Japanese music fans have grown accustomed to airwaves and album charts dominated by Korean pop groups. A country that used to be fodder ground for J-pop and Western tunes has embraced the Korean Wave, and it shows no signs of abating anytime soon.
Next up for Korean performers is the Japanese theater market, the third-largest on the globe, driven there by a receptive fan base and the chance to make enormous profits. The Japanese musical theater market is valued at approximately 1 trillion won ($886 million), more than five times the figure attached to Korea’s theater world.
Especially in Japan, Korean musicals have surged in popularity as they find widespread success overseas for the very first time. The Japanese have a special love for musicals among Asian nations, as their market is driven by ticket sales to locals rather than to tourists, which is the case in some other countries.
About 10 Korean-produced musicals have already been performed at Japanese venues ranging from neighborhood theaters to grand auditoriums. Some are licensed versions of Korean shows and some have been produced specifically for Japanese audiences, though all are performed in Korean.
Last year, the two most popular K-musicals were “The Palace” and “200 Pounds Beauty.” These two had a leg up in Japan because a drama and a movie had previously introduced their stories to the country, and this year is set to be even more active.
Riding on last year’s coattails, there has been much fanfare surrounding creative musical “Gwanghwamun Younga.” It is scheduled to be performed in key theaters in Tokyo and Osaka which each have histories of more than100 years.
“When we first staged our musical in Japan, our performing period was very short and our stage was small,” said Lim Young-geun, producer of “Gwanghwamun Younga.” “Also, Japanese production companies would make tough demands on us, such as in our casting. But after they watched our performance, they completely changed their minds. Finally, they recognized that our musical could be competitive in its own right in Japan.”
Korean-style productions have garnered such favor with Japanese production companies that producers have even begun to choose Korean versions of New York productions, rather than importing original works from the United States.
Korean musical “Thrill Me,” a psychodrama based on a brutal kidnapping and murder that takes place in Chicago in 1924, will be performed in July at the Galaxy Theatre in Tokyo, which seats 700.
It saw great success during smaller showings in Japan last year and in March, with tickets selling out on most nights. So a bigger premiere was planned and the musical slightly adapted for Japanese audience.
But “Thrill Me” is not originally Korean. It was, in fact, based on an Off-Broadway production of the same name which had its premiere in Korea in 2007. The American version of the story depicts kidnapping and a mysterious and dreamy love between two men.

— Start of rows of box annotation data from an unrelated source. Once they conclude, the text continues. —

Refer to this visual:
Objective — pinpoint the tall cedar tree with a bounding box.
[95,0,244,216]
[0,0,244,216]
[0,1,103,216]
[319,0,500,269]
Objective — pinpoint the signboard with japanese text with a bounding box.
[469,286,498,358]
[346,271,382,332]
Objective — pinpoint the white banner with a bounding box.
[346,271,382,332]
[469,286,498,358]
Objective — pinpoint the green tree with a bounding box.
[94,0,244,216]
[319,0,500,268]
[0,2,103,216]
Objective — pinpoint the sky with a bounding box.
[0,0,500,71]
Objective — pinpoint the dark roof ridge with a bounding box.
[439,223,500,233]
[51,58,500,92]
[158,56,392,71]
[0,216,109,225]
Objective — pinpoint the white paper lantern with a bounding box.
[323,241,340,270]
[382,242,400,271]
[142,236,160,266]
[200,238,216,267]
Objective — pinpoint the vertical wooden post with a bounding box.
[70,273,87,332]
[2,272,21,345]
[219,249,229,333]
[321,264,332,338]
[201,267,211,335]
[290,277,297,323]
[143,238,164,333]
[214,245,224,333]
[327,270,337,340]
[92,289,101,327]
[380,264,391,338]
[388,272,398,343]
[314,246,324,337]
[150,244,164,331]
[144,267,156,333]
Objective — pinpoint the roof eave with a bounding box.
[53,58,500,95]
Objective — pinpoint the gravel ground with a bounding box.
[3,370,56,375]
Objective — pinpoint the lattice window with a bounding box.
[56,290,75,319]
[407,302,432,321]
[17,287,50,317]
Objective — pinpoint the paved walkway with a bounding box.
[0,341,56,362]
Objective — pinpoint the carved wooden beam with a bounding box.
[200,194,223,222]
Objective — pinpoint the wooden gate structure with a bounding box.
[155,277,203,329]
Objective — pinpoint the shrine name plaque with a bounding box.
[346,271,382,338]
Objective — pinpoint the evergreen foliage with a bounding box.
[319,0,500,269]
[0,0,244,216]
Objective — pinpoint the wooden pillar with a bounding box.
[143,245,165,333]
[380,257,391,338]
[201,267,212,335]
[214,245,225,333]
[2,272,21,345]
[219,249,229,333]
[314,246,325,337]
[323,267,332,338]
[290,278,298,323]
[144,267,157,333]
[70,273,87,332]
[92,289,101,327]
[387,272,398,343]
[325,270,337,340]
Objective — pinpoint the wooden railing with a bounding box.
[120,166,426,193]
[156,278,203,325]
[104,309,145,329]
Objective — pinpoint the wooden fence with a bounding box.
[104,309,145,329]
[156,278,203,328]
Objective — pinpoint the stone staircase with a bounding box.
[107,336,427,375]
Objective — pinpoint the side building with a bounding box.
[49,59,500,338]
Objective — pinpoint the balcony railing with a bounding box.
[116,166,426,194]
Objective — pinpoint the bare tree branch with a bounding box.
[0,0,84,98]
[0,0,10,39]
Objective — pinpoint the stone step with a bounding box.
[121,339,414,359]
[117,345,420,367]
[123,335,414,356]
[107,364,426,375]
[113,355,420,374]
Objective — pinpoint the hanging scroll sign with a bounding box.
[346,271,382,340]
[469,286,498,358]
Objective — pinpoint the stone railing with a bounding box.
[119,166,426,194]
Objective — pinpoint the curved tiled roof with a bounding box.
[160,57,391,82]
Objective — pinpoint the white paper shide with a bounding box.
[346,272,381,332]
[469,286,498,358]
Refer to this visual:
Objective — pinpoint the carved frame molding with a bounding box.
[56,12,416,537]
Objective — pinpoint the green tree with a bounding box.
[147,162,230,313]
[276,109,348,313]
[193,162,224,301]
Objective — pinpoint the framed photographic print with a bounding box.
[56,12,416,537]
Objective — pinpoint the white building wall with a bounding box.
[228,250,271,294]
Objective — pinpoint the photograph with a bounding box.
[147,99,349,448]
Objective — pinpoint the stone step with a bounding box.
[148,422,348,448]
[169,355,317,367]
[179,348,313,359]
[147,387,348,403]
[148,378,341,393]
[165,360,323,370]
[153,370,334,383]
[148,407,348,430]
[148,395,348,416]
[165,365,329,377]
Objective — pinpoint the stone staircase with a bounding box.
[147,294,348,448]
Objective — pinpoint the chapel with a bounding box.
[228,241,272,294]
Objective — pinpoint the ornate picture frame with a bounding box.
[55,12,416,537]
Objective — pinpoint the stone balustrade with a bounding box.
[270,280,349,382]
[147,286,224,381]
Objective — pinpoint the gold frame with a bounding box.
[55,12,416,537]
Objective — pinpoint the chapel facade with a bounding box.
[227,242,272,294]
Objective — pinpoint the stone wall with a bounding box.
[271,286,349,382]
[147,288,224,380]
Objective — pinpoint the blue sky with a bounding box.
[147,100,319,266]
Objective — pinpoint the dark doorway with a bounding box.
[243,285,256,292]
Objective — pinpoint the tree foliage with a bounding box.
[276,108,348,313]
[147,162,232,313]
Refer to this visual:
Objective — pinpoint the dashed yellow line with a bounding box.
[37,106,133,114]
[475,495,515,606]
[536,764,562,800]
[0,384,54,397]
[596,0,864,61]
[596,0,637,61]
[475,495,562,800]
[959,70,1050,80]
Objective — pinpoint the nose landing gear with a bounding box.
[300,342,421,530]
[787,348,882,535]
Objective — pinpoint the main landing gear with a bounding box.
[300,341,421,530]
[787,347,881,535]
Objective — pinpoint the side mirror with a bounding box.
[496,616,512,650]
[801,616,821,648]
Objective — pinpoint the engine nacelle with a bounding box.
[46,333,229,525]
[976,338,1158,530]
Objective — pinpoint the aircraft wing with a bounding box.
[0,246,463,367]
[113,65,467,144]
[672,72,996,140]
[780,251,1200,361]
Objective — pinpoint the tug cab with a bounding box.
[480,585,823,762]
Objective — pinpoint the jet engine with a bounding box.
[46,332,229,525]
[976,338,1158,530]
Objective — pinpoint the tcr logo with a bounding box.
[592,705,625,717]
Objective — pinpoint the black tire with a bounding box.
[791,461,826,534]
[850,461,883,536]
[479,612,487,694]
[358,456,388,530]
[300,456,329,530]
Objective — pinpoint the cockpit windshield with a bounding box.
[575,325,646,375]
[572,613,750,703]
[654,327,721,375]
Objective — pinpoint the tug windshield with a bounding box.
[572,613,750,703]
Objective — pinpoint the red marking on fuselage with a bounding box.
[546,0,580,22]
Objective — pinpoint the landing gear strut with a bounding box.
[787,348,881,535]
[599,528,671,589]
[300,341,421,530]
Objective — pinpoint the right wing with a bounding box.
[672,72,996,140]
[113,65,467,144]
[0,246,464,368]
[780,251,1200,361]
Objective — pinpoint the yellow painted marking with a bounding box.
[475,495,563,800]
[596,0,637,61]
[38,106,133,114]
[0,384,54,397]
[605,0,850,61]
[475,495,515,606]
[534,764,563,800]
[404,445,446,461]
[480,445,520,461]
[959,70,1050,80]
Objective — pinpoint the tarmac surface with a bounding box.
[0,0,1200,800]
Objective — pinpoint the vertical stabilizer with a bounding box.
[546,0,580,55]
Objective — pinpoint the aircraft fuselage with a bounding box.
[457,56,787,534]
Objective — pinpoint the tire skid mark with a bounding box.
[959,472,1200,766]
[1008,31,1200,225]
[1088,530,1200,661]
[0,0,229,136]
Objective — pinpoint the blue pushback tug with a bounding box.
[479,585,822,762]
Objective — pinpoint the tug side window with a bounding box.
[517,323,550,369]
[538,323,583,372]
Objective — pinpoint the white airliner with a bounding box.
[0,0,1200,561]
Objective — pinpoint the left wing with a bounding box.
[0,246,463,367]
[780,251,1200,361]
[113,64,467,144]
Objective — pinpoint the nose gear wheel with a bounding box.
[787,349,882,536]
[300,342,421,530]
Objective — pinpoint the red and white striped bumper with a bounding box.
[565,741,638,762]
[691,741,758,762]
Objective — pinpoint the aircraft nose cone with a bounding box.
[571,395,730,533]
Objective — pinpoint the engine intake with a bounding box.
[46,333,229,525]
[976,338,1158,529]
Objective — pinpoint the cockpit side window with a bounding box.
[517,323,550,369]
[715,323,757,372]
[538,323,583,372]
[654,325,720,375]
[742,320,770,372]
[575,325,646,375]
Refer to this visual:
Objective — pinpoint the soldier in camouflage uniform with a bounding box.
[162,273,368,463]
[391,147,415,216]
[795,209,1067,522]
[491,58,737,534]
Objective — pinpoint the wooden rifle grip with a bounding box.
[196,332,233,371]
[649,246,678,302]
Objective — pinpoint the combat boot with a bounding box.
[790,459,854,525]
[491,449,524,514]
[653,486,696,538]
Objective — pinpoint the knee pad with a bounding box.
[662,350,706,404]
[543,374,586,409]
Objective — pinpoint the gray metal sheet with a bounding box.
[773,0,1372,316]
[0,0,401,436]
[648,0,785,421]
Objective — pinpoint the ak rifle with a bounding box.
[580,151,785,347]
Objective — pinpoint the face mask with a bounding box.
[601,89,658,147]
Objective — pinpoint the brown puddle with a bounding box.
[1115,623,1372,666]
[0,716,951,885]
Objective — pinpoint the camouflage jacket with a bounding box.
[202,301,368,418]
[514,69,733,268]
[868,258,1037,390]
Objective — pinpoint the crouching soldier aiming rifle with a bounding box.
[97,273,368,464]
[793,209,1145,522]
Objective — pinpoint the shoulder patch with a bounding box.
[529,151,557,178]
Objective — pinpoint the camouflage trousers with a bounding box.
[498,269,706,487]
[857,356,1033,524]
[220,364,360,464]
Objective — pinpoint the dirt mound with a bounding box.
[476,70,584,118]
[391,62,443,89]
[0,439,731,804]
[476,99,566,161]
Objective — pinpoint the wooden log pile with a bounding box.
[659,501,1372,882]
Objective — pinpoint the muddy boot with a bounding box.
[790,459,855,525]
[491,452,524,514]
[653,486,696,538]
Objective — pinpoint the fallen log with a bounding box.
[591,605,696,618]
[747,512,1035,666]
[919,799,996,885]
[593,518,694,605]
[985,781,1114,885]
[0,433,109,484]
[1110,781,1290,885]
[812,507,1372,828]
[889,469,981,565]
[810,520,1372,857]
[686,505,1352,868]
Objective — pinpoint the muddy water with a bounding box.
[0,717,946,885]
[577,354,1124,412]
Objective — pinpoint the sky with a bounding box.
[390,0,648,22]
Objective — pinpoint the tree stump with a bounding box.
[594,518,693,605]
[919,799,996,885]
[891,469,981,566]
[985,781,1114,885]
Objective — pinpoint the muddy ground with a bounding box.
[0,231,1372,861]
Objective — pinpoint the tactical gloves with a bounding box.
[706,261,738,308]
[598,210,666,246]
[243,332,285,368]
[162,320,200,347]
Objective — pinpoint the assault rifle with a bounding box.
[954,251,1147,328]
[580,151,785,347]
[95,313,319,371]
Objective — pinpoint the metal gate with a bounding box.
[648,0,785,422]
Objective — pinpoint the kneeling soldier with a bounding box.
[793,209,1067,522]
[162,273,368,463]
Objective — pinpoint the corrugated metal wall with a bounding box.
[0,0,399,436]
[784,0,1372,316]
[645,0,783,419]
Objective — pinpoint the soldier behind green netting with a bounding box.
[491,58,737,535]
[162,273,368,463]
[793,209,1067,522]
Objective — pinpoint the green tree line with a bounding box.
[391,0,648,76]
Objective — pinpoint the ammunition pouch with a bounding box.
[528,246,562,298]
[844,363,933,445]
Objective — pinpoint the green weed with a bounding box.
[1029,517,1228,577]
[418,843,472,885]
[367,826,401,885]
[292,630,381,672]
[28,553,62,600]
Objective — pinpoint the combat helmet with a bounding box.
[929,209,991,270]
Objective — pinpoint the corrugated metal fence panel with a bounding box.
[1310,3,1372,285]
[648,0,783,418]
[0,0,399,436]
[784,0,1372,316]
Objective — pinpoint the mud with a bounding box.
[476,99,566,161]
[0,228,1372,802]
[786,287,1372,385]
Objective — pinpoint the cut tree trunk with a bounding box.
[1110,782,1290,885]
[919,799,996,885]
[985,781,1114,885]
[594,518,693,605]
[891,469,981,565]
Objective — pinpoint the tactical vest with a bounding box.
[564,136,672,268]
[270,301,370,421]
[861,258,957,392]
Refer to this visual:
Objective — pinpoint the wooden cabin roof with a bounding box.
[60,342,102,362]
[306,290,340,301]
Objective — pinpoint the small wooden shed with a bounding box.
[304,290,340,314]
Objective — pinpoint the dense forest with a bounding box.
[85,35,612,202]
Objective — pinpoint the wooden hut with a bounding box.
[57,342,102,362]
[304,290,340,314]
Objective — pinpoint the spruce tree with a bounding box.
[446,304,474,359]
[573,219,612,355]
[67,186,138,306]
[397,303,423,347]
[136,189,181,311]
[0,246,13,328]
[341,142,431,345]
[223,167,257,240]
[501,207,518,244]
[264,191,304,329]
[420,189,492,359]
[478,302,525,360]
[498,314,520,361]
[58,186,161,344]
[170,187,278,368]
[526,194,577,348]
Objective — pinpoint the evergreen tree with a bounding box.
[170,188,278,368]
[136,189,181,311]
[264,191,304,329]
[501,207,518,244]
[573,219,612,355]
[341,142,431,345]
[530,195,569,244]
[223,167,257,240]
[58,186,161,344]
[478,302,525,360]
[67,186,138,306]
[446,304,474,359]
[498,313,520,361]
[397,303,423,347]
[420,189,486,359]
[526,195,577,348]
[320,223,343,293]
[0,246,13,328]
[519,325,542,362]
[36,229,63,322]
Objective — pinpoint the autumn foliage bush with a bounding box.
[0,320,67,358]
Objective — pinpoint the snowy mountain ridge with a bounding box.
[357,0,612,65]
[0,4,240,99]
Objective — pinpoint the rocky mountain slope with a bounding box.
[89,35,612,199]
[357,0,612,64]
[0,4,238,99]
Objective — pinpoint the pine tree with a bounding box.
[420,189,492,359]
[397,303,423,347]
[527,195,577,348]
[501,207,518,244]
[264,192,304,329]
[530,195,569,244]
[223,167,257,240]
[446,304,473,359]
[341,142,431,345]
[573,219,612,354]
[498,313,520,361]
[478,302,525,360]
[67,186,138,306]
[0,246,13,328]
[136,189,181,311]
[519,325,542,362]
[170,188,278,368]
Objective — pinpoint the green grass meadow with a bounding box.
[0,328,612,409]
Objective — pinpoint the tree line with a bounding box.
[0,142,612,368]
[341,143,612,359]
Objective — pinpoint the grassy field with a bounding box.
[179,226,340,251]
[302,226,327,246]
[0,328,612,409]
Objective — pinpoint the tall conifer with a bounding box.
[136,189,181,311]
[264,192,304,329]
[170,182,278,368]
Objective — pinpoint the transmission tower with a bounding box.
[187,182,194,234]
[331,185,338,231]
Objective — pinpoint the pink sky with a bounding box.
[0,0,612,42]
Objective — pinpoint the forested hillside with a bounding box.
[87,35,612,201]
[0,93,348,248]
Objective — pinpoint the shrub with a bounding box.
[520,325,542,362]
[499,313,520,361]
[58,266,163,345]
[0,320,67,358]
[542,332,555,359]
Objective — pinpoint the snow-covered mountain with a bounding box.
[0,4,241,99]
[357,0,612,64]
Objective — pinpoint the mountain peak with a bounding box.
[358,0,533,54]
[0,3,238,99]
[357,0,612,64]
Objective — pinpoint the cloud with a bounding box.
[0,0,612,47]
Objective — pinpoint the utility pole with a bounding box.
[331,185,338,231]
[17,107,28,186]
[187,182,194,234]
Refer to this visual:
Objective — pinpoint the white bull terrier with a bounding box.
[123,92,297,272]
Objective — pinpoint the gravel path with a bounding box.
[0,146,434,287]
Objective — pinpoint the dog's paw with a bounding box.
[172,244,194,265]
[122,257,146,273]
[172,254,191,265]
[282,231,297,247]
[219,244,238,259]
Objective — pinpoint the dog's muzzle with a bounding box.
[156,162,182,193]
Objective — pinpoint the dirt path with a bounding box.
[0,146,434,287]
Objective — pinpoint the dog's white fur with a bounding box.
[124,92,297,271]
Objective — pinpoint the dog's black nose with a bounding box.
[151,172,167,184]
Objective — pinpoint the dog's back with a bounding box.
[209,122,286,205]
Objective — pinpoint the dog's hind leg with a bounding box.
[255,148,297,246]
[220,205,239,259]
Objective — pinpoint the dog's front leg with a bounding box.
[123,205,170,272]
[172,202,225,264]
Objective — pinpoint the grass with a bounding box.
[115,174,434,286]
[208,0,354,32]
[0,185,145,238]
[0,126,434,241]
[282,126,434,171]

“The Korean reinterpretation was more persuasive for us,” said an official from the Japanese production company in charge of “Thrill Me” in the country. “The original one from the United States is too detailed, and the abstract nature of the characters in the Korean version allows for more sympathy from the audience. The Korean version also offers a very simple piano accompaniment, something quite new to us.”
As part of the adaptation process to the Japan, some producers pay particular attention to cast members to ensure they will appeal to audiences outside of Korea. For the musical “Street Life,” none of the actors on the Korean stage could be considered household names, but in Japan, the cast includes all members of Cho Shin Sung, or Supernova, one of the most famous Korean idol groups in Japan. Producers for “Gwanghwamun Younga” are in discussion with SM Entertainment about a similar casting arrangement.
Some Korean musicals don’t need to be altered at all before entering Japan. “Lovers in Paris” and “Coffee Prince” were planned from the beginning to be easily transferable to Japan. They will move to Japanese cities directly after completing their domestic runs in Korea. And “Dream High” will skip Korea completely, moving on to Japanese performances before ever taking to professionally-scheduled performances at home.
And regardless of how these productions find their way to Korea, there is one uniting factor this is sure to make 2012 the year of the Korean musicals: money.
“Makers of dramas and films already cover their production costs by selling overseas rights to their works. It is only natural – and perhaps even essential – for Korean musicals to enter the profitable Japanese market.”